3. Sort the array. For repeated numbers, print the original form. O(nlogn).
Can it be done in more simpler way: O(n * 2)
Read all words in array 'inputWords'
for i = 0 to inputWords.length {
for j = 0 to inputWords.length {
if(i == j || inputWords[i].length != inputWords[j].length)
continue;
String lhs = inputWordsp[i];
String rhs = inputWordsp[j];
// Fetch each character of lhs, search the first occurence
// and replace it with blank
// When all characters of lhs are exhausted, if rhs is blank
// then lhs and rhs are anagrams.
}
}
There are some improvements that can be made.. like conversion between stringstream to string once etc..
string finddups(string in){
string out="";
map<string,string> sign,matches;
if(in.size()==0)
return out;
stringstream ss(in);
string word;
while(ss >> word){
string sorted(word);
sort(sorted.begin(),sorted.end());
if(sign.find(sorted) != sign.end())
matches.insert(pair<string,string>(sorted,word));
else
sign.insert(pair<string,string>(sorted,word));
}
if(matches.size()==0)
return out;
word="";
stringstream ss1(in);
while(ss1 >> word){
string sorted(word);
sort(sorted.begin(),sorted.end());
if(matches.find(sorted) != matches.end())
out +=word +" ";
}
return out;
}
The idea is to use two hashes(kind of expensive but in interview this is straight forward to code) one- 'sign' to hold the sortedorder -> word.

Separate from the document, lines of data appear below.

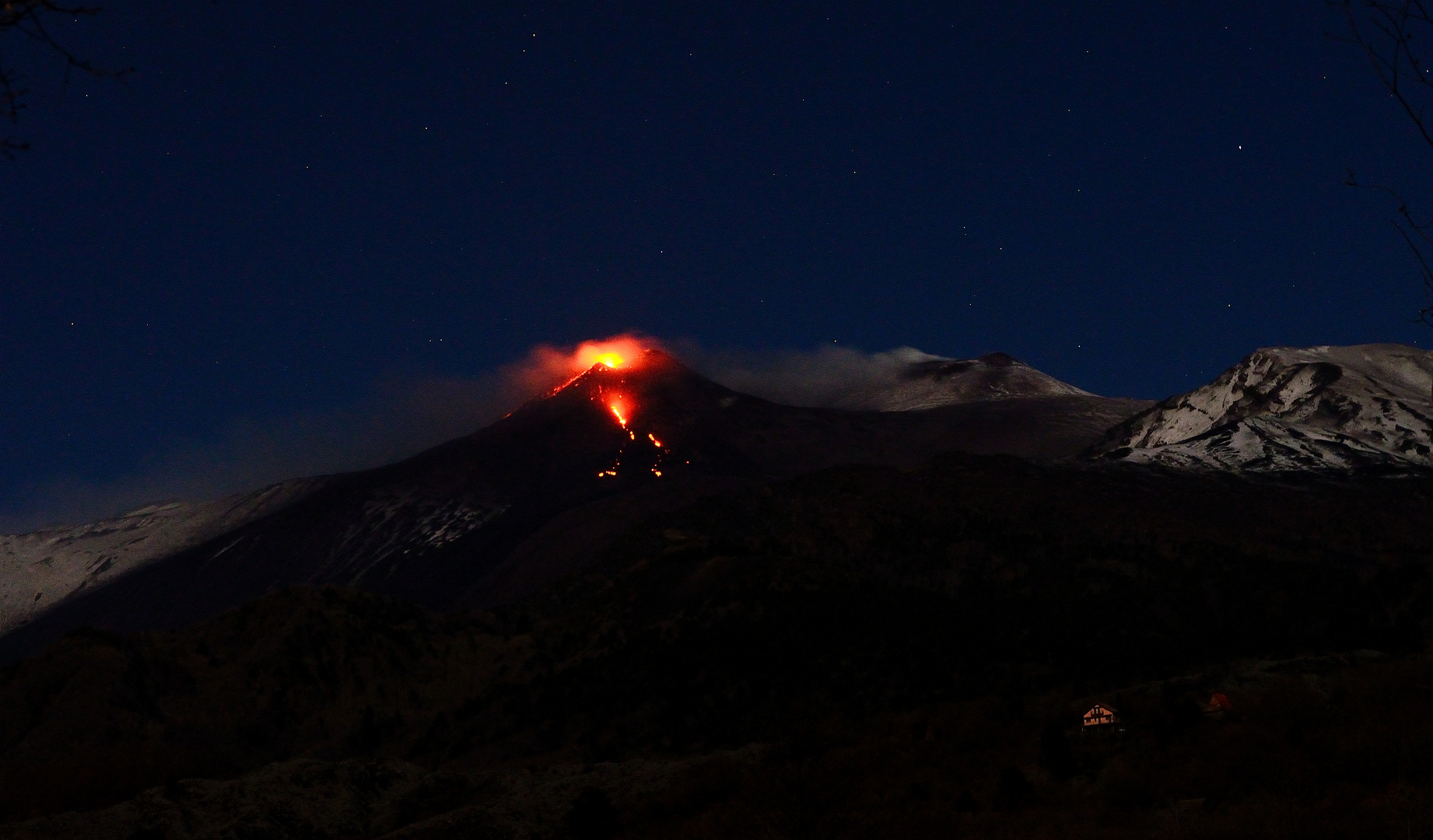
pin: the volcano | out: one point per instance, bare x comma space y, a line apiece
492, 516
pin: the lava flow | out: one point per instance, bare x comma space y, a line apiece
621, 409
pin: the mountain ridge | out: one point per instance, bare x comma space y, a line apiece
1288, 409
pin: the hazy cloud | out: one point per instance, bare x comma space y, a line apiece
827, 377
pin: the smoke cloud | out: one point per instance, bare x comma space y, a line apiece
827, 377
400, 418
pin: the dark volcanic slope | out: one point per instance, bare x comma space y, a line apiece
496, 513
793, 611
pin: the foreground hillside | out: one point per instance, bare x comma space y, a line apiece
857, 653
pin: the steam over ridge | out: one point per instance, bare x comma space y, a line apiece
401, 416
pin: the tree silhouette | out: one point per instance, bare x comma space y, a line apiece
27, 19
1392, 35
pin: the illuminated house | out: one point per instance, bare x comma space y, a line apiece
1218, 704
1099, 716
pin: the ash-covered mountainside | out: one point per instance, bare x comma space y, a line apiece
881, 646
490, 516
44, 568
927, 382
1346, 409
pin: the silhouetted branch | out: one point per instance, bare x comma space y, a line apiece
1386, 32
27, 18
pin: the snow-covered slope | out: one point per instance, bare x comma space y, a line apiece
1293, 409
44, 568
927, 382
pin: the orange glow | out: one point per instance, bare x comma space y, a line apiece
612, 353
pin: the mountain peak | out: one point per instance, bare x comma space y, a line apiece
1324, 408
929, 382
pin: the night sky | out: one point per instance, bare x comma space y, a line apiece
304, 217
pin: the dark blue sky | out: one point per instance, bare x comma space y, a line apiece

Another checks with the sortedorder hash and if present inserts into 'match' hash. Now again iterate over the string and if the sorted order of that string is present in match spit it out.
Idea is based on non-repeated chars from PIE
// Solved this way. Is there a better approach (without STL and other libraries)?
#define INPUT_STR "abc sjhd oahuf iad p pofdf ohdc pod oijsdf cba oidsf dai oif p iodf d oijsdf upls osofs psdf pjscp sfdo psj cpojd sdfop sjiof pncdis adi siojf k psfj o oisjdf e osdjf p ojsdf lkioodf"
template <class T>
void qsort(T *ap_arr, int a_start, int a_end) // Quick sorting algorithm
{
if (a_start < a_end)
{
int i, j, m;
T c;
for (j = a_end, i = a_start, m = 1; i < j; m > 0 ? j-- : i++)
{
if (ap_arr[i] > ap_arr[j])
{
c = ap_arr[i];
ap_arr[i] = ap_arr[j];
ap_arr[j] = c;
m = -m;
}
}
qsort(ap_arr, a_start, i - 1);
qsort(ap_arr, i + 1, a_end);
}
}
struct WordDesc // A struct to remember the found words
{
WordDesc *mp_nextDesc;
unsigned int m_checkSum; // A chack sum of a word
char *mp_start; // Points to the beginning of the word.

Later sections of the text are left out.